PoseMaster: A Unified 3D Native Framework for Stylized Pose Generation
Abstract
Pose stylization is a fundamental task across the 2D, 3D, or video fields, which aim to output a stylized image or 3D mesh with the expected pose. In the 3D domains, existing pose stylization methods typically rely on 2D foundational models to modify the pose of an image before generating the corresponding 3D assets, which limits the ability of these methods to achieve rich and precise 3D pose stylization. To address this challenge, we propose a novel paradigm for 3D pose stylization that unifies pose stylization and 3D generation within a cohesive framework. This integration minimizes the risk of cumulative errors and enhances the model's efficiency and effectiveness. In addition, instead of a 2D skeleton used in previous works, we directly utilize the 3D skeleton because it can provide a more accurate representation of 3D spatial and topological relationships, which significantly enhances the model's capacity to achieve richer and more precise pose stylization. Additionally, we establish a comprehensive data engine to create a large-scale dataset that includes pairs of image-body misalignment and skeleton-body alignment.
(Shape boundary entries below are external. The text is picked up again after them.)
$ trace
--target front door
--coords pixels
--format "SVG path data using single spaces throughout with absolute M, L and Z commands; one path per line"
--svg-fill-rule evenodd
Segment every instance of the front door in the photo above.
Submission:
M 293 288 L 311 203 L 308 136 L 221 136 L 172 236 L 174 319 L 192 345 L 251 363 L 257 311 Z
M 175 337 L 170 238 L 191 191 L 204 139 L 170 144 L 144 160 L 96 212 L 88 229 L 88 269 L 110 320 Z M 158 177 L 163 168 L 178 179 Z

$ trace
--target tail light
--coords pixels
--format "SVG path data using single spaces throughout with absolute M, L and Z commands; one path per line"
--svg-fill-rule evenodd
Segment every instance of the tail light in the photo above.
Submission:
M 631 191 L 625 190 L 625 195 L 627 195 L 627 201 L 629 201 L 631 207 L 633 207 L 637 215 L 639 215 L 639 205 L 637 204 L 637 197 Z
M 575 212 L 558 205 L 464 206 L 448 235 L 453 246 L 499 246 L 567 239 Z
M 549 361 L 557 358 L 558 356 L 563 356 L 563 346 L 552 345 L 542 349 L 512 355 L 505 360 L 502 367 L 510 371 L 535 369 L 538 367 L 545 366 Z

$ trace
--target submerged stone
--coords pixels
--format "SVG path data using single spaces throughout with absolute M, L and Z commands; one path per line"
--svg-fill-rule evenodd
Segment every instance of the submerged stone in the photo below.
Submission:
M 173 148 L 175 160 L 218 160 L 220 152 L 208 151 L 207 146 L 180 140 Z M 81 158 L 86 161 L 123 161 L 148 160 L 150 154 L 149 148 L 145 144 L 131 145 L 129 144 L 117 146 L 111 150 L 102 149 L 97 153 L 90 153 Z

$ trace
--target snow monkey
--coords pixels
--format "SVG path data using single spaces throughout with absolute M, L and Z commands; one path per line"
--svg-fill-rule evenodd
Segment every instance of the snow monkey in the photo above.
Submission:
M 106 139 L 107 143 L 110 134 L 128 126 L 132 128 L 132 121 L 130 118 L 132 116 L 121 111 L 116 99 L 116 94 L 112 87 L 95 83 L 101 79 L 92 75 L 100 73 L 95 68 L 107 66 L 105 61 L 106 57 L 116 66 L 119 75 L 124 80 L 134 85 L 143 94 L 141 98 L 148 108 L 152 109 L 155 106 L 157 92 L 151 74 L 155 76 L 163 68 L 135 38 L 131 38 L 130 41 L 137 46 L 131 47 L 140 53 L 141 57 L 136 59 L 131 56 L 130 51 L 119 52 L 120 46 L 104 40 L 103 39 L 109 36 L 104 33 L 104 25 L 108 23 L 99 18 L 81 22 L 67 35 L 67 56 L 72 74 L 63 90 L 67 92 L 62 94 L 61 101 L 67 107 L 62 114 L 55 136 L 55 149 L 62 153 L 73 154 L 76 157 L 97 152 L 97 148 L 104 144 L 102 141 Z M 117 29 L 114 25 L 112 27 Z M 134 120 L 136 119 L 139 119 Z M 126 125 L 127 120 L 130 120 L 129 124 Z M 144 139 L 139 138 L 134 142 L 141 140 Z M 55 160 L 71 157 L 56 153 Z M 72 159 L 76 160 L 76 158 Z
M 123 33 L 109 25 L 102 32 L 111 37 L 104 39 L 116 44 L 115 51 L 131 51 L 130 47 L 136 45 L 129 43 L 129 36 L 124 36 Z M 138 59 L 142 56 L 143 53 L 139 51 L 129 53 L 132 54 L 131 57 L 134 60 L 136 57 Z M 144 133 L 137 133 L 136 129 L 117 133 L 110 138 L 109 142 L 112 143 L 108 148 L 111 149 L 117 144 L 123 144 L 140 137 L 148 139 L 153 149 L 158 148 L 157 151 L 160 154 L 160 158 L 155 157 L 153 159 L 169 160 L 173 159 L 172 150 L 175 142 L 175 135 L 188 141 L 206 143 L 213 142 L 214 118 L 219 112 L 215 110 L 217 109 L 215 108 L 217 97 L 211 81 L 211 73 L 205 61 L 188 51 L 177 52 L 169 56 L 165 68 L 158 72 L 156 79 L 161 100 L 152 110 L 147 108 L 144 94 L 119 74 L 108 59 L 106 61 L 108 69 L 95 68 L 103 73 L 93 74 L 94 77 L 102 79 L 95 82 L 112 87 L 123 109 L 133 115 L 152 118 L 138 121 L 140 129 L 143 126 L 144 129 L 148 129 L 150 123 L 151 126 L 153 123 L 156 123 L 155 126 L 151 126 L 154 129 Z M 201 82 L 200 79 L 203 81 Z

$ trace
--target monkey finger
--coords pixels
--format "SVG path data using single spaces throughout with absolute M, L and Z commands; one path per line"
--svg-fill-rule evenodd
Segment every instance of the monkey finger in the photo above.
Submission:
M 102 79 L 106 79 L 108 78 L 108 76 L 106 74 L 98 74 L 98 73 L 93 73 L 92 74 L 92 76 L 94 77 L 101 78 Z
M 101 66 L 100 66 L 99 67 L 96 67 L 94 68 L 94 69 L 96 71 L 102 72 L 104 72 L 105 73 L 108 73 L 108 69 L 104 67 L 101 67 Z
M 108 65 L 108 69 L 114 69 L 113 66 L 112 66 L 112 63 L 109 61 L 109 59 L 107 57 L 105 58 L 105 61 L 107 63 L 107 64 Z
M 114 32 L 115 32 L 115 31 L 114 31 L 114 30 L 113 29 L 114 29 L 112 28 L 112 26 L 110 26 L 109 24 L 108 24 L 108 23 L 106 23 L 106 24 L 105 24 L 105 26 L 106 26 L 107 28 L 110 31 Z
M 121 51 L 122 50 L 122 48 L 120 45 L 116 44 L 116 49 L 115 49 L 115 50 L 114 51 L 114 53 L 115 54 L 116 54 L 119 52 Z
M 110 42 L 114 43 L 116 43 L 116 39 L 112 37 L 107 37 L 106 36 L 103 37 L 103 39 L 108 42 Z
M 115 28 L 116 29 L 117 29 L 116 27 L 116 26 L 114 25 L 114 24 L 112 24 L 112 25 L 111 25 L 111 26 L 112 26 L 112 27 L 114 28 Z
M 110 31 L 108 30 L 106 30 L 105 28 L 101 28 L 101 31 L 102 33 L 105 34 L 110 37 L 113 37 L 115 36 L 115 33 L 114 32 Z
This dataset encourages 3D generative models to concurrently learn both the style of images and the pose-related 3D structures. Building on these innovations, we present PoseMaster, a unified 3D native method for stylized pose generation. Extensive experimental evaluations demonstrate that PoseMaster significantly outperforms current state-of-the-art techniques in both qualitative and quantitative assessments.